- Full name: Chloe Leigh Gilliland
- Born: 25 August 1990 (age 36) Toowoomba
- Height: 1.56 m (5 ft 1 in)

Gymnastics career
- Discipline: Women's artistic gymnastics
- Country represented: Australia
- Club: Q.L.I.S (Queensland institute of sport)
- Medal record
Representing Australia
Commonwealth Games
| Gold medal – first place | 2006 Melbourne | Team |
| Gold medal – first place | 2006 Melbourne | All-Around |

= Chloe Gilliland =

Australian artistic gymnast

Chloe Leigh Gilliland (née Sims) (born 25 August 1990 in Toowoomba, Queensland, Australia) is an Australian gymnast. She finished first all-around at the 2005 Australian junior championships, and first all-around at the 2006 Commonwealth Games in Melbourne. She was a member of Australia's 11th-place team at the 2007 World Championships in Stuttgart, where the team qualified for the 2008 Olympic Games by virtue of its top-12 finish. Sims subsequently withdrew from the Australian national team and did not try out for a spot on Australia's Olympic team.

Sims trains at the Moreton Bay College centre of excellence. She is a national team member and double Commonwealth champion. In 2020, she was one of several former gymnasts to speak out about a "toxic" culture within the country's elite programme.

==Career==
Sims made her senior international debut as a member of the Australia Gymnastics Artistic Women's Team at the 2006 Commonwealth Games in Melbourne. There, the Australian team comfortably retained their title after the English challenge melted away following injury and withdrawal from reigning bars champion Beth Tweddle. Sims, however, was not at her best in the team competition. She fell five times but managed to qualify for the all-around final and also the vault final.

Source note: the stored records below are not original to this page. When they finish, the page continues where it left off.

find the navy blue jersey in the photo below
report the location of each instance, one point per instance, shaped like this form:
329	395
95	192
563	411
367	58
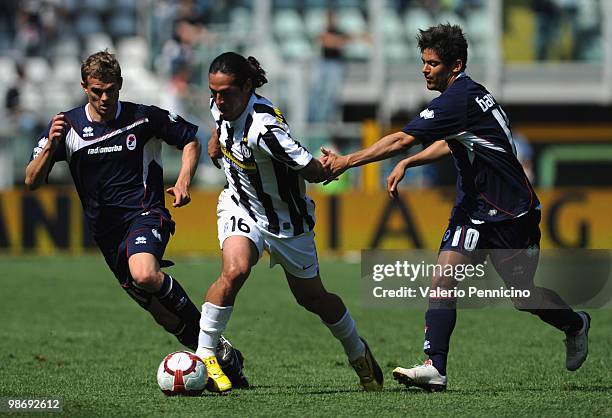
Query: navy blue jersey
116	165
491	183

In the all-around, however, she redeemed herself. With title favourites Monette Russo and Beth Tweddle injured, there was room for a new face at the top of the podium. As other top gymnasts fell, sometimes more than once, Chloe remained consistent and hit every piece of apparatus. Her more fancied top qualifying teammate Hollie Dykes fell off every piece of apparatus, and more experienced international rivals such as Shavahn Church and Gael Mackie also had problems. She watered down her difficulty on vault and floor to be certain, and it paid off. She and runner up Elyse Hopfner-Hibbs of Canada both recorded the same score, but a were separated by a tie break because Chloe's top three scores were the highest. To the delight of the crowd, just 24 hours after her disastrous showing in the team competition Sims was the Commonwealth champion. She showed grace in victory by inviting Hopfner-Hibbs onto the gold medal podium with her, perhaps recognising the narrowness of the margin.

In the vault final, despite having the most difficult vaults of all the competitors in the final, an unfortunate fall on her second vault saw her finish in fifth place.

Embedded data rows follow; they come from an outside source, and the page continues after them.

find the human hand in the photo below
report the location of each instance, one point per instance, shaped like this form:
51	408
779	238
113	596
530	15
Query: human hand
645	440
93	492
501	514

Injuries prevented Chloe from competing further in 2006. She missed the Pacific Alliance championship because she was having dental surgery, and was too injured to be considered for the world championships in Aarhus. However, she was able to compete on the uneven bars at the Shanghai World Cup in July where she finished fourth.

Chloe returned to competition in 2007 where she competed at the French International and Cottbus Cup meets in March. In May she competed at the Australian Gymnastics Championships where she took the bronze medal in the all-around competition, silver on the vault and bronze on the uneven bars. She also competed in an International Apparatus Challenge against China where she took the gold medal.